Naming identifier columns in database tables

I was interested in hearing people's opinions on naming identifier columns in database tables.

If I have a table called Invoices with the primary key of the identification column, I would name this column InvoiceID so that I do not conflict with other tables, and it is obvious what it is.

In the cases when I work, they call all the IDs of the ID columns.

Therefore, they will do the following:

Select i.ID , il.ID From Invoices i Left Join InvoiceLines il on i.ID = il.InvoiceID 

Now I see a few problems here:
1. You will need to use the column aliases in the list 2. ID = InvoiceID does not fit into my brain
3. If you did not use table aliases and referenced InvoiceID, then obviously, what table is it in?

What do other peoples think on this subject?

+73
sql naming-conventions
Oct 16 '08 at 13:34
source share
24 answers

Identifier is SQL Antispam. See http://www.amazon.com/s/ref=nb_sb_ss_i_1_5?url=search-alias%3Dstripbooks&field-keywords=sql+antipatterns&sprefix=sql+a

If you have many tables with an ID, you are reporting a lot more difficult. This obscures the meaning and makes it difficult to read complex queries, and also requires the use of aliases to differentiate the report itself.

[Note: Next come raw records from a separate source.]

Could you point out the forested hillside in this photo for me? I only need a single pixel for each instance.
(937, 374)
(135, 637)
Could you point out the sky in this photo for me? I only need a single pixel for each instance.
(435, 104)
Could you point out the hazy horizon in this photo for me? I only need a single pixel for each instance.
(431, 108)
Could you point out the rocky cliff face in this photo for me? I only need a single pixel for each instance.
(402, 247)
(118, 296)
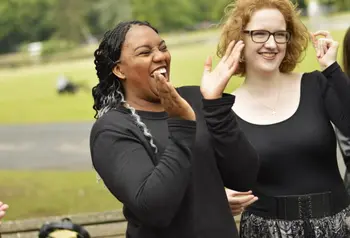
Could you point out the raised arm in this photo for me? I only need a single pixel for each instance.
(151, 192)
(337, 97)
(334, 82)
(236, 158)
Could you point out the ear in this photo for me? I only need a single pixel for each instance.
(118, 72)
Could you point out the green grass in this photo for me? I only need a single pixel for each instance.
(27, 95)
(46, 193)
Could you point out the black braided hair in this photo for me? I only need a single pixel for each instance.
(108, 93)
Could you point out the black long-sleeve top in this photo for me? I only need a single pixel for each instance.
(298, 155)
(177, 192)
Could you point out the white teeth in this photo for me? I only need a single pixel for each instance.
(161, 70)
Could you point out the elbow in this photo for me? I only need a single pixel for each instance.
(243, 177)
(158, 218)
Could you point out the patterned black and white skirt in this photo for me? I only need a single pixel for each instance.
(336, 226)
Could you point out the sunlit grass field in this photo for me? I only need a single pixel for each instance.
(27, 95)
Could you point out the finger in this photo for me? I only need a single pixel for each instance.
(161, 83)
(4, 207)
(246, 204)
(313, 40)
(325, 34)
(236, 212)
(228, 51)
(208, 64)
(235, 54)
(320, 48)
(235, 63)
(239, 200)
(237, 193)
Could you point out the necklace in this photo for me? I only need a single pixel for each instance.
(271, 108)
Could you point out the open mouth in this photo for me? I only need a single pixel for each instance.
(268, 55)
(163, 71)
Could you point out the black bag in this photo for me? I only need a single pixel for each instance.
(63, 229)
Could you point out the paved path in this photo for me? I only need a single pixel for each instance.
(50, 146)
(63, 146)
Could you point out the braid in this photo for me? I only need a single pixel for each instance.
(346, 53)
(109, 93)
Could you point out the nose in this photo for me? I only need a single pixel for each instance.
(159, 56)
(270, 43)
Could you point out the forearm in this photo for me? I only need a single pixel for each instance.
(236, 158)
(337, 97)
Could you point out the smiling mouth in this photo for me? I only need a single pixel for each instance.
(268, 55)
(163, 71)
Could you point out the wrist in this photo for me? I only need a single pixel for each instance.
(327, 64)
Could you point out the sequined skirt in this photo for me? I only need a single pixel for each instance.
(336, 226)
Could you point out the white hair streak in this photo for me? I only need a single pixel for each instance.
(109, 102)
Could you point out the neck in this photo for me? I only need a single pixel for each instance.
(143, 105)
(265, 81)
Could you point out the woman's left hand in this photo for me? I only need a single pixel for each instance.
(3, 208)
(214, 82)
(326, 48)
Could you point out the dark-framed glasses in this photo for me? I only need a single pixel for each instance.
(262, 36)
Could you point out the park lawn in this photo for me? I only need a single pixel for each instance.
(47, 193)
(27, 95)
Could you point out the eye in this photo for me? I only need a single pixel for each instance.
(163, 48)
(281, 34)
(260, 33)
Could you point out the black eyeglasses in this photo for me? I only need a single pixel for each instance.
(262, 36)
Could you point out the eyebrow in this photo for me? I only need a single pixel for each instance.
(147, 46)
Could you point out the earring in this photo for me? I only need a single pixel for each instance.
(241, 59)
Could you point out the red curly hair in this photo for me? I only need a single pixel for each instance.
(237, 16)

Also, if someone is stupid enough to use a natural join in the database where they are available, you will join the wrong records.

If you want to use the USING syntax allowed by some dbs, you cannot use the identifier.

If you use an identifier, you can easily get an erroneous connection if you are going to copy the syntax of the connection (don’t tell me that no one ever does this!) And forget to change the alias in the connection condition.

So now you have

 select t1.field1, t2.field2, t3.field3 from table1 t1 join table2 t2 on t1.id = t2.table1id join table3 t3 on t1.id = t3.table2id 

when did you mean

 select t1.field1, t2.field2, t3.field3 from table1 t1 join table2 t2 on t1.id = t2.table1id join table3 t3 on t2.id = t3.table2id 

If you use tablenameID as the id field, such a random error is much less likely and much easier to find.

+12
Sep 21 '11 at 17:41
source share

I always preferred ID for TableName + ID for id column and then TableName + ID for foreign key. Thus, all tables have the same name for the id field and there is no redundant description. This seems simpler to me because all tables have the same primary key field name.

As for joining tables and not knowing which Id field belongs to which table, in my opinion, the query should be written to handle this situation. Where I work, we always prefer the fields that we use in the instructions with the alias table / table.

+113
Oct 16 '08 at 13:46
source share

Recently, my company had a boot. The advent of LINQ has made the redundant table tablename + ID even more stupid in my eyes. I think most reasonable people will say that if you manually write your SQL in such a way that you must specify table names to differentiate FK, then this is not only a saving on typing, but also adding clarity to your SQL to use only IDs, in which you can clearly see what is PC and which is FK.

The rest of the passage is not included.